National Oceanic and
Atmospheric Administration
United States Department of Commerce


FY 2009

Observations of the Aleutian North Slope Current, Bering Sea, 1996–2001

Stabeno, P.J., C. Ladd, and R.K. Reed

J. Geophys. Res., 114, C05015, doi: 10.1029/2007JC004705 (2009)

Cyclonic circulation dominates flow in the Bering Sea basin. The eastward flowing Aleutian North Slope Current (ANSC) flows along the north slope of the Aleutian Islands, turning northwestward in the southeast corner of the basin to form the Bering Slope Current (BSC). During the period 1997 to 2007, a pair of hydrographic lines was occupied 14 times in the southeastern portion of the basin. One transect was across the ANSC, and the second was across the BSC. In addition, a series of five yearlong moorings was deployed in a water depth of 1000 m in the ANSC, and a single yearlong mooring was deployed to the northeast in a water depth of 2200 m.

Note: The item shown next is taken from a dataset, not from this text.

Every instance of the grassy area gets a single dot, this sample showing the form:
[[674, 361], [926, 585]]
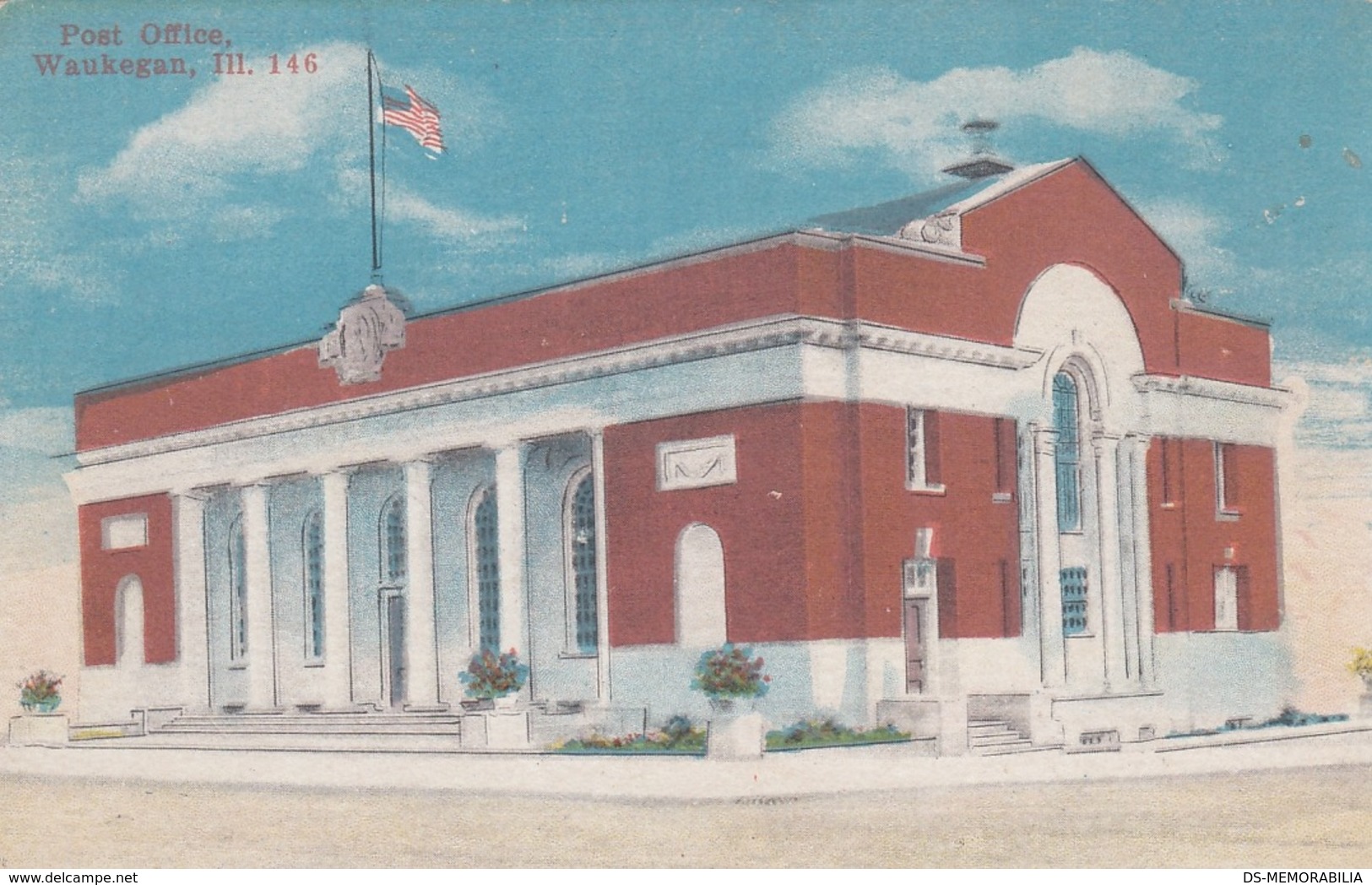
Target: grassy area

At the primary mooring site, strong variability in temperature and salinity occurred at fortnightly and annual periods, while strong variability in the currents occurred at fortnightly and semiannual periods. The mean geostrophic flow relative to 1500 m, calculated from the 14 occupations of the hydrographic lines, was 3.1 × 106 m3 s−1 in the ANSC and 3.3 × 106 m3 s−1 in the BSC. A significant barotropic component, measured by the current meters, adds ~3 × 106 m3 s−1 to the transport.